The common “disability is not inability” phrase that comes up from time to time to address the uneasy climb-up-the-ladder by a physically-challenged person as is in the case of the current Minister for the Oti region, Joshua Makubu, but respectfully, that is not enough. It is the same way that, for so long, the campaign for women-inclusion has been trumpeted so much that gradually, the pendulum seems to be leveling. This is why I think that it is high time we also focused our lenses to weightier matters like those that concern PWDs in this country too.
It is not even enough for the media to project the struggles or the success stories, or even the challenges of the PWDs community when all that does is to only close another chapter of the conversation almost immediately after that. I am reminded of the talented Jennifer Dede, a visually-impaired second-year student of the Okuapeman Senior High School in the Eastern region, who became a social media sensation after a video showing her preparing gari - her mother’s business, went viral. I am also troubled in my spirit that when her story broke, many were impressed with her perseverance and her determination in this life, as well as her totally captivating eloquence.

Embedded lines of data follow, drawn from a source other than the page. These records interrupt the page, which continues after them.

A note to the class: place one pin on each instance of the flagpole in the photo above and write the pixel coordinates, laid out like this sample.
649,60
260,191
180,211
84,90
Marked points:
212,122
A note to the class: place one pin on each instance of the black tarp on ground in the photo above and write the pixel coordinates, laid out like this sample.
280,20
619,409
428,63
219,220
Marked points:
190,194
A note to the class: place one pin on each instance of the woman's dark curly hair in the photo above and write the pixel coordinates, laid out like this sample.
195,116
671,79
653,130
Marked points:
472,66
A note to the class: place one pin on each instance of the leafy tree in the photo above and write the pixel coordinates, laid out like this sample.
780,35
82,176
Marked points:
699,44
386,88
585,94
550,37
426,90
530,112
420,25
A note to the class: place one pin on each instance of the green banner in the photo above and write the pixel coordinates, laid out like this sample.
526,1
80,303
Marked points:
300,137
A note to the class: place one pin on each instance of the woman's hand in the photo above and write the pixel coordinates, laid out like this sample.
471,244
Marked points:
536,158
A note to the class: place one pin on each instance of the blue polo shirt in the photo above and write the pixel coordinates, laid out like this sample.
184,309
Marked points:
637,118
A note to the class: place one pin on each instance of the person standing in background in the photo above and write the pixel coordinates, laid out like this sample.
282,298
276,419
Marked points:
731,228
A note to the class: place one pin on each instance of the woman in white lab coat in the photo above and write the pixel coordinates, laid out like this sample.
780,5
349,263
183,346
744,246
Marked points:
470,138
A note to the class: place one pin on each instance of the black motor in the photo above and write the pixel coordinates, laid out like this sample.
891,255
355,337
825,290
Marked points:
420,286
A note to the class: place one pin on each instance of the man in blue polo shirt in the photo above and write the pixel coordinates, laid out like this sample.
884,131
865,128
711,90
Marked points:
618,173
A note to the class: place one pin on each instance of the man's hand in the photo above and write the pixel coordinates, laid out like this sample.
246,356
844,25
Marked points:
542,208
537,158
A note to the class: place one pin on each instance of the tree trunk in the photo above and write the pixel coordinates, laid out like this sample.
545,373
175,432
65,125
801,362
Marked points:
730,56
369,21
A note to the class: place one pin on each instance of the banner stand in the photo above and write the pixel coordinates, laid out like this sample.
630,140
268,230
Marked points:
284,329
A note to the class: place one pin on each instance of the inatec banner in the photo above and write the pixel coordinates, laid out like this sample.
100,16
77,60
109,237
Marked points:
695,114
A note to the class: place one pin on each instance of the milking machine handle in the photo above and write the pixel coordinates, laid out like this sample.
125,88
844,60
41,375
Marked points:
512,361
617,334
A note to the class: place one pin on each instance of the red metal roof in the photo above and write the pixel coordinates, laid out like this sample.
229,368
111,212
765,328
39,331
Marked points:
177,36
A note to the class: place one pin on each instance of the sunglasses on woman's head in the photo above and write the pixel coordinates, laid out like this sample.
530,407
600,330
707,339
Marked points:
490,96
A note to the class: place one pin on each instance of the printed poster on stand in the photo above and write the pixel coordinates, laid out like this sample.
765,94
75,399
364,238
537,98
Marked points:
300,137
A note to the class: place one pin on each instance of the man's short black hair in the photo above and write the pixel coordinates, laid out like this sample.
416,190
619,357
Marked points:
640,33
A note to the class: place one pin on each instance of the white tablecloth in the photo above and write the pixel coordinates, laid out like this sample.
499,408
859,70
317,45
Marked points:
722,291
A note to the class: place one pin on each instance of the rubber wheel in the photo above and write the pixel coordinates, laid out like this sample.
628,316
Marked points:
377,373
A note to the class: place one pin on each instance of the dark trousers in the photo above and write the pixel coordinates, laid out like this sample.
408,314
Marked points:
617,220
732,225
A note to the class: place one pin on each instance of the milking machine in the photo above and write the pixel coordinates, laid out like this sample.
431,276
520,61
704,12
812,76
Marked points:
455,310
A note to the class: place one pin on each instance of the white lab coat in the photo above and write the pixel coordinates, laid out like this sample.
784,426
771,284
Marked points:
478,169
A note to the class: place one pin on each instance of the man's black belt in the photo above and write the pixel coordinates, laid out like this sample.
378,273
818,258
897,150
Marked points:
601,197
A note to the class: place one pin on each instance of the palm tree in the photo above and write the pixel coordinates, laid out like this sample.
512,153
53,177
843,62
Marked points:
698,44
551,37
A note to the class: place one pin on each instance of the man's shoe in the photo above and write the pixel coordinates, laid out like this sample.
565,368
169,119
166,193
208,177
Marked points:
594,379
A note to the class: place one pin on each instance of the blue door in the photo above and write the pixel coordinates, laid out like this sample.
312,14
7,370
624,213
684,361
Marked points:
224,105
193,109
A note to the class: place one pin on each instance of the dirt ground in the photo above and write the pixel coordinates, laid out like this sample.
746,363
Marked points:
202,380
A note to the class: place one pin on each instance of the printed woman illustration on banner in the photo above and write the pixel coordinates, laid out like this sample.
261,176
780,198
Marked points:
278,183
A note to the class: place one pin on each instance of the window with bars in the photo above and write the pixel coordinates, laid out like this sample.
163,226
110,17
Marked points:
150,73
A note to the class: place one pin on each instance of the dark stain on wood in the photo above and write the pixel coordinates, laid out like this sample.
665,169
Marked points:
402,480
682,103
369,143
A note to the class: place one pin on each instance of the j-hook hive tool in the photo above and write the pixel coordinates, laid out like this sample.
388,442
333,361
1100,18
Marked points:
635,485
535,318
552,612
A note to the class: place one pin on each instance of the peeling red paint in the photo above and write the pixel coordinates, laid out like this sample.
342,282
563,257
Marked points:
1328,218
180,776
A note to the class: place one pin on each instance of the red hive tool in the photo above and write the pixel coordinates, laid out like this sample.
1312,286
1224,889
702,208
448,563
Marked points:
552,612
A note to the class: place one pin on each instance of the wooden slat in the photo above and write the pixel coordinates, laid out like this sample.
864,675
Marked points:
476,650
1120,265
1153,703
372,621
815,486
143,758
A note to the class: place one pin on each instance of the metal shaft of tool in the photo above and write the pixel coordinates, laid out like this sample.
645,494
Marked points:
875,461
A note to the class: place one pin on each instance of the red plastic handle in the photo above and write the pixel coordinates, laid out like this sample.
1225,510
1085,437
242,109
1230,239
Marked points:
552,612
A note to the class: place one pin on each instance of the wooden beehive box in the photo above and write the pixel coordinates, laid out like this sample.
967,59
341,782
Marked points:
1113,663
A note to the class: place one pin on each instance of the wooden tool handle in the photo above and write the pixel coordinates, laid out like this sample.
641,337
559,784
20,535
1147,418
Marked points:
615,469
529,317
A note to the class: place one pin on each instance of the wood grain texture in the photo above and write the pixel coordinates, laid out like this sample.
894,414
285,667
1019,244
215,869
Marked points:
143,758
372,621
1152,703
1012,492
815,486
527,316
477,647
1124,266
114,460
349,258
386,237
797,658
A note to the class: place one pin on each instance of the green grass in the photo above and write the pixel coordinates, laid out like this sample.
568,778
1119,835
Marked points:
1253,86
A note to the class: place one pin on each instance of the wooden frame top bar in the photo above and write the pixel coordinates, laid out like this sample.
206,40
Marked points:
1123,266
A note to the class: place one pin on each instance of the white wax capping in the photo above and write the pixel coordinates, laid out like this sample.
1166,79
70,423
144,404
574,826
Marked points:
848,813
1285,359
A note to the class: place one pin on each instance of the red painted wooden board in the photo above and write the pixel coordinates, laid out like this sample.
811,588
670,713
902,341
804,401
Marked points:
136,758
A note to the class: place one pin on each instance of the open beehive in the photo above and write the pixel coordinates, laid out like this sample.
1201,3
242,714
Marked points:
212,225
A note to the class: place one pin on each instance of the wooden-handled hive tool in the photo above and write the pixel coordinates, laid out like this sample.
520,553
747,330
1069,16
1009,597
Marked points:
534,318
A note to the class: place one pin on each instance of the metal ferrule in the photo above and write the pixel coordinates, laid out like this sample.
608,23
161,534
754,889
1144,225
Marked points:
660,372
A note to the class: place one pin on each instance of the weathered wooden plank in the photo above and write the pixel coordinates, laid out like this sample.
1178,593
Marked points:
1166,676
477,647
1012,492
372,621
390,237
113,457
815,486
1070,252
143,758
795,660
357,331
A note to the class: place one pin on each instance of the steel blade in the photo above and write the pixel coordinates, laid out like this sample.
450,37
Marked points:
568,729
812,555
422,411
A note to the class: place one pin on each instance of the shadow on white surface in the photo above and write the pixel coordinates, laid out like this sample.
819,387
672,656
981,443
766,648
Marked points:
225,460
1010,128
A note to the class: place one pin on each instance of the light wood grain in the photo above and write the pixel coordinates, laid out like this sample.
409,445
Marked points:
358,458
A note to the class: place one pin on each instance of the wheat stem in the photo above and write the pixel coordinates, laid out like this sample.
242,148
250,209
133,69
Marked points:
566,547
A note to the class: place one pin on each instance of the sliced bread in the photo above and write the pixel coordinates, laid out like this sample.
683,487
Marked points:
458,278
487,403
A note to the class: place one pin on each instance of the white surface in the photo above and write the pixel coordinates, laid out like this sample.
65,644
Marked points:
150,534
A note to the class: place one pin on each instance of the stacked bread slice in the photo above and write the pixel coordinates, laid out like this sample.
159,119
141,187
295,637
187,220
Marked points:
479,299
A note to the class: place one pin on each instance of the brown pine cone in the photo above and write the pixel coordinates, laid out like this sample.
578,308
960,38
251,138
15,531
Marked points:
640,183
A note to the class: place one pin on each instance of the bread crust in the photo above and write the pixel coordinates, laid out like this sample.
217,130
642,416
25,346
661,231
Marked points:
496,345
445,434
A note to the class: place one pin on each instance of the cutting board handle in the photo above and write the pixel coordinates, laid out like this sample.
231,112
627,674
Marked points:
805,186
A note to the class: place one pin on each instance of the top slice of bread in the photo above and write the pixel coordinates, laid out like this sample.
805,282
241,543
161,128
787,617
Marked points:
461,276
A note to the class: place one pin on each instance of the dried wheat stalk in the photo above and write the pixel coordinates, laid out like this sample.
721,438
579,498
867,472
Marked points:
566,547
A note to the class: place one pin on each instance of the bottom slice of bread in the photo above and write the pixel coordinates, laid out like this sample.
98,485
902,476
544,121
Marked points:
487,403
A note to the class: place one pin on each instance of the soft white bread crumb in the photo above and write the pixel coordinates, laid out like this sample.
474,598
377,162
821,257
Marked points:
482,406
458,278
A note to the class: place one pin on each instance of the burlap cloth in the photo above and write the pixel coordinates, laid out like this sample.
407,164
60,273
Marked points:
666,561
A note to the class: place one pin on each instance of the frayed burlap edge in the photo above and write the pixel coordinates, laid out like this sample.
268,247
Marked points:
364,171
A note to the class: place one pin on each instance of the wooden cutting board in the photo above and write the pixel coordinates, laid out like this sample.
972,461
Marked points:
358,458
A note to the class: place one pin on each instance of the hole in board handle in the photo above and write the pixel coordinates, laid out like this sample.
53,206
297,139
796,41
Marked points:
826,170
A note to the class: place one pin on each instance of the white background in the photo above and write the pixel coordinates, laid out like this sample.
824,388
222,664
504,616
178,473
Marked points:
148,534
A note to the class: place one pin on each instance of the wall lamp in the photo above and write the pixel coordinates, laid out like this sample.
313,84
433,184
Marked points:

Yet, that has been it for now, and the issues she raised with regards how challenging it is for her to even navigate school (and take note that her school is only one of many regular schools in the country that admits visually-impaired students) without most of the time, the help of someone.
Mr. Alex Tetteh is the Executive President of the Center for Employment of Persons with Disabilities (CEPD) and his life, although is now a far-better version of what existed in the past, has neither had it easy. Daily, he is on the move, fighting and trying to find easy ways out for others like him to be comfortable, amidst the glaring difficulties he faces all the time.
A paradigm shift is needed and the passion with which we push for what we describe as wrong or archaic to be righted is dearly admired but let’s stop the sycophancy and address weightier issues with equal force. And when I say that we are not nice people, and that we are not as ‘hospitable’ as we claim to be, it is because what the reality is, is that, the people we are nice and hospitable to are not the neighbors who are walking distances away from us. Instead, those accolades only become noticeable when we show our white teeth to our neighbors beyond our territorial borders yet disgust the person next door.
It’s not a perfect society and it surely won’t be perfect in the next day, but a little more effort is needed and until we stop pretending that we are concerned in the least about the wellbeing of Persons Living with Disabilities, this whole charade will continue to haunt us. The streets are neither getting emptier of beggars and security is not any better. These, surely, are the weightier matters.